Usually most women’s reaction to being told they have PCOS is “what the hell is PCOS??”. PCOS stands for Polycystic Ovary Syndrome which is a condition that effects how the ovaries work. Cysts can form on the ovaries ending in discomfort and disruption in ovulation. It’s known to be the most common disorder within the endocrine system that occurs amongst women during their reproductive ages. Many women go years without knowing that they have PCOS until they start to notice heavier and irregular cycles or are met with difficulty when attempting to reproduce.

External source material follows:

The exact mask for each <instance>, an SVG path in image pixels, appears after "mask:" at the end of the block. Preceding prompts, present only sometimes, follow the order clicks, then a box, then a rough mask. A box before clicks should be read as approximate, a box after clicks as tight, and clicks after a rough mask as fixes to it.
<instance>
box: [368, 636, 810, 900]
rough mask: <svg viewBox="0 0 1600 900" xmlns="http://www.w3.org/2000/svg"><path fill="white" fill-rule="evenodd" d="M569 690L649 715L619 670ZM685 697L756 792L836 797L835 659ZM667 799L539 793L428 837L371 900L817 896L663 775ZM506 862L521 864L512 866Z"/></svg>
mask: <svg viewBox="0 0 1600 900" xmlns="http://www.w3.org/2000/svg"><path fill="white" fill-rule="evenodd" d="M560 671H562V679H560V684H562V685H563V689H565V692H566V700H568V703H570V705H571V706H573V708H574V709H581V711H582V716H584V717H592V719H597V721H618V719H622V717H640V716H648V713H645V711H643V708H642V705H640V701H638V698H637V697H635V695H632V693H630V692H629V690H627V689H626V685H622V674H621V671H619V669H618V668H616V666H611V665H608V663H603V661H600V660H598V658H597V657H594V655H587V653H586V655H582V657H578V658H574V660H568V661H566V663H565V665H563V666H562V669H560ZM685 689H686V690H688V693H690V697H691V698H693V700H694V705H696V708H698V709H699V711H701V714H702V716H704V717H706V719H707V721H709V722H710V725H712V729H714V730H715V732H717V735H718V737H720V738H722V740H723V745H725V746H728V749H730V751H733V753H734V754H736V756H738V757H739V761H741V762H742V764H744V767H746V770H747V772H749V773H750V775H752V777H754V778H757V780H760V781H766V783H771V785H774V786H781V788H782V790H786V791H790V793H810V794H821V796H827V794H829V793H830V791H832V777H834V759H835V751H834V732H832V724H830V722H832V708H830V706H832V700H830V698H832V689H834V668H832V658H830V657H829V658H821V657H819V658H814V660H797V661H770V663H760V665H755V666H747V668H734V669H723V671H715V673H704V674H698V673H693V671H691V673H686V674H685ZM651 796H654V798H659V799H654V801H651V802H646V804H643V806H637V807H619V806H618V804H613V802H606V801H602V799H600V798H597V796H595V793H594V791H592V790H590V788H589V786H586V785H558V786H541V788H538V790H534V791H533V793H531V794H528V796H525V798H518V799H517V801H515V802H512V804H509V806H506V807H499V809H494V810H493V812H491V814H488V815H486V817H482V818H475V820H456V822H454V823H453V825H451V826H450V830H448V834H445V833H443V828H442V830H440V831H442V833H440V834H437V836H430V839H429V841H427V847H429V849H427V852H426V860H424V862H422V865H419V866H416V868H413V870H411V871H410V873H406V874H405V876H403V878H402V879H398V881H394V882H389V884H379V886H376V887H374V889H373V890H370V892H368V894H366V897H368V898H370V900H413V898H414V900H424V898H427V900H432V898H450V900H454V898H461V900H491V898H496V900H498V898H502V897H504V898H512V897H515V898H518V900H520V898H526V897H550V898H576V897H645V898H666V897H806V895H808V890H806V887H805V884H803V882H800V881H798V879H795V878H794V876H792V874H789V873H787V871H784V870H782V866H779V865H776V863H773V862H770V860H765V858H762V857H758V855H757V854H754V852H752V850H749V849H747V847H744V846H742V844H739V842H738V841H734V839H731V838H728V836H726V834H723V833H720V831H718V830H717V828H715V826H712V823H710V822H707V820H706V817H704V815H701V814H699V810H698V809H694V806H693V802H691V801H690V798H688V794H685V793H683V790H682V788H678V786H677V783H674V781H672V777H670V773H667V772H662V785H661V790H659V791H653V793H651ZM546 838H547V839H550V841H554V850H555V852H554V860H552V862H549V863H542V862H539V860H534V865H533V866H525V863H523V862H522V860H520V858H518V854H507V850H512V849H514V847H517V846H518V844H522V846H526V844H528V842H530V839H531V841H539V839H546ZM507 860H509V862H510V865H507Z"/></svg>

The most common symptoms of PCOS are:
– Irregular cycles
– Excess hair
– Weight gain
When I was diagnosed with PCOS, I went into over drive trying to find out what it was, how I got it and what treatments were available. I quickly found that it is heavily based around hormones – an imbalance of them to be specific. You see, we’re built up of male and female hormones, our bodies naturally produce and require them. If someone has PCOS, it means that the male hormone is more dominant which causes the ovaries to not function effectively. I noticed whilst talking to medical professions and doing my own research two things popped up continuously. Diet and exercise. Diet is key when it comes to PCOS as there are quite a few foods that trigger PCOS.
Foods to avoid are:
– Fried food
– White bread
– Refined carbohydrates
– Processed meats
– Red Meat
Foods that are good for PCOS are high fibre foods:
– Leafy vegetables
– Healthy fats E.g avocado, nuts and olive oil
After all of my research, I made the decision to adopt a plant based diet with the aim of trying to balance my hormones out which has actually worked great for me, but I’m well aware that it’s not for everyone. When I changed my diet, I went from having large cysts on my ovaries to having zero cysts and regular cycles. I was able to achieve all of this within a year. I was able to do this by working with my gynaecologist to get a better understanding of my hormone levels and what it was that was out of sync.
You can request a full gynaecology MOT from you GP or privately which allows you to understand exactly what is going on with your hormones and reproductive system. I also booked an appointment with a herbalist and took a holistic approach for healing. I want to say this; in no way am I saying traditional medicine will not work. It does, and so do herbs.
Before running to your local health store and purchasing all of the above please consult with a medical professional. As with all medicines, holistic or traditional, there can be side effects and may not be suitable for you. My herbalist recommended the following, which I took daily and still do:
– Maca root
– Red Raspberry leaf
– Chaste Berry
– ZincGolden sea
Exercise is also very important for someone who has PCOS. PCOS can interrupt your metabolism so it may be hard to shift excess weight but so much easier to put it on. You don’t need to be in the gym working out like you’re training for the Olympics! A 30 minute brisk walk with a friend 3 times a week, taking the stairs instead of getting the lift or putting on your favourite playlist and dancing around for 30 mins all work fine. Just get your body moving more than you usual do. The more you do it the easier it gets!
If you have PCOS or worried you may do, it’s not the end of the world. Google will have your mind in overdrive thinking you won’t have children, you’ll struggle to get pregnant etc but that isn’t true. There are thousands of women, who just like you and I, were diagnosed with PCOS and have had multiple children. The first step is making the decision to not be defined by it and taking charge of your health. We only have one body and one life, do your very best to take good care of it.
No matter your current situation you have the power to start a change.